2 Samuel 6.9 9
David was afraid of the Lord that day and said, “How can the ark of the Lord
ever come to me?” (NIV)
As emergent as
I wannabe these days, I know my more emergent friends may squirm a bit at what
I have to say (blog). David was afraid
and had every reason to be – HE SCREWED UP!!! You don’t put the Ark of the
Covenant on a new cart – I don’t care how good a deal you got on the lumber at
Home Depot. You don’t pull the cart with oxen. And you don’t allow your buddies
to be bodyguards of the Ark – that’s the Priest’s job. And David was afraid.
There have been times in my life where I have been called
into question for my actions and had that devastating pang of fear in my gut
over the mistake I’ve made and what the consequences of those actions were
going to bring. It is almost a knee-knocking-diarrhea-causing pang. I screwed
up and I was going to get it (or so I thought). I think that might describe
David’s fear of the Lord that day. It was terror.
We are to fear
the Lord – and that fear is all about respect. God is not mean, nor is He into using
clubs or weaponry against His kids; but we must never use the kid-card to excuse disrespect and
irreverence (see 2 Samuel 6.7). Uzzah done did a bad thing, and David allowed
it to happen. The Law was very specific about how the Ark was to be transported
and who was to transport it – the king isn’t mentioned in the Law regarding portage
of the Ark (See: Exodus 25.14; Deuteronomy 10:8; 31.25)
And when others suffer because of our own stupidity, disrespect,
and irreverence, we, like David, need to take that very seriously. We just might
need to be afraid too...
A time or two I’ve been afraid of God – sheer terror of
His awesome majesty and power. I have realized the like the spider in Edward’s
sermon, I’m hanging by a thread over the flames of His wrath, that I have
nothing but grace to protect me and save me because I sure don’t deserve it,
and, after all the effort and energy I’ve put into this faith thing, it may be
for naught – that I’ve somehow missed it. I don’t feel good in those moments. I
feel very afraid.
God is not a fear-broker but there are those moments in
life when I think we need to look down the barrels of faith and ask ourselves why
that Ark is so far away and if it’ll never come any closer. David was for the
most part comfortable and confident in his faith, but I can think of at least
three times when he was downright terrified, and this event was one of them.
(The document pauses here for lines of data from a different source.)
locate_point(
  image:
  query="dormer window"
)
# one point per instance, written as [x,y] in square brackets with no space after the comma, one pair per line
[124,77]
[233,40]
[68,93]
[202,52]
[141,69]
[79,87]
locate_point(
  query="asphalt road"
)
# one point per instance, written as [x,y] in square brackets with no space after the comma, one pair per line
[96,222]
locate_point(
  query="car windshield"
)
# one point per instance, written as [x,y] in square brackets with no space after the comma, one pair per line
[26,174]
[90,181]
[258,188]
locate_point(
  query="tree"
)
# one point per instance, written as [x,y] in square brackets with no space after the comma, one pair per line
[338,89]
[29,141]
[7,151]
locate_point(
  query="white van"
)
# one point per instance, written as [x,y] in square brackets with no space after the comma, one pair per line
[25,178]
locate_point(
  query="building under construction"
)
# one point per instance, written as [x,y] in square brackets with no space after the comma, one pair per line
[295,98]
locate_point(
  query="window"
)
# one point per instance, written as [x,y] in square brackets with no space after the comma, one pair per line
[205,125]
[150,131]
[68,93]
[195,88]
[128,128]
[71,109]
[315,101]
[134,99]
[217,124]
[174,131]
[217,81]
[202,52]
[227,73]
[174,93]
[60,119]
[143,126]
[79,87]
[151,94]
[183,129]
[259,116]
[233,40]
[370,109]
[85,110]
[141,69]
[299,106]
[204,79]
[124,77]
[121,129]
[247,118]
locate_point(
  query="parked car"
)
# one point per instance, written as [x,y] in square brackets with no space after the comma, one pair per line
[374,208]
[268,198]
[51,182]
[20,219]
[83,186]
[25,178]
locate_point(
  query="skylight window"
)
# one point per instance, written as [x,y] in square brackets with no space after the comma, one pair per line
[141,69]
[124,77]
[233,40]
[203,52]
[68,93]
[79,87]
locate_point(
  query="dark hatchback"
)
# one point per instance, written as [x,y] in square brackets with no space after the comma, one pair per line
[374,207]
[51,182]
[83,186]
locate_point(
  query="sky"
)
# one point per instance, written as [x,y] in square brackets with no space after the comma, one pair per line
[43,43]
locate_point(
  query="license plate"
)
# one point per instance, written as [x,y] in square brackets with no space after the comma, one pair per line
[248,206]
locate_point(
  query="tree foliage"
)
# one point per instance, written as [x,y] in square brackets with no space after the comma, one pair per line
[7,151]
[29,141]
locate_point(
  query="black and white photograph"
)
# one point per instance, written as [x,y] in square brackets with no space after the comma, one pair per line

My faith in God is never to be taken for granted nor
taken advantage of; David learned that firsthand. Fear, sheer terror of God, is
part of the package and probably deserves some attention in our lives – I sure
know it exists in mine from time to time.
Father, I am so weak and so small and yet, at the same
time, so profoundly wicked and arrogant. I have made some terrible mistakes
that have caused me more than discomfort – they have caused me seismic terror
that I am irreparably irreparable. I am grateful for grace and scared crapless
that I might drive the bus of my faith off the cliff. Save me. Forgive me. And help
me to walk as I ought: acting justly, loving mercy and humbly with You – Amen.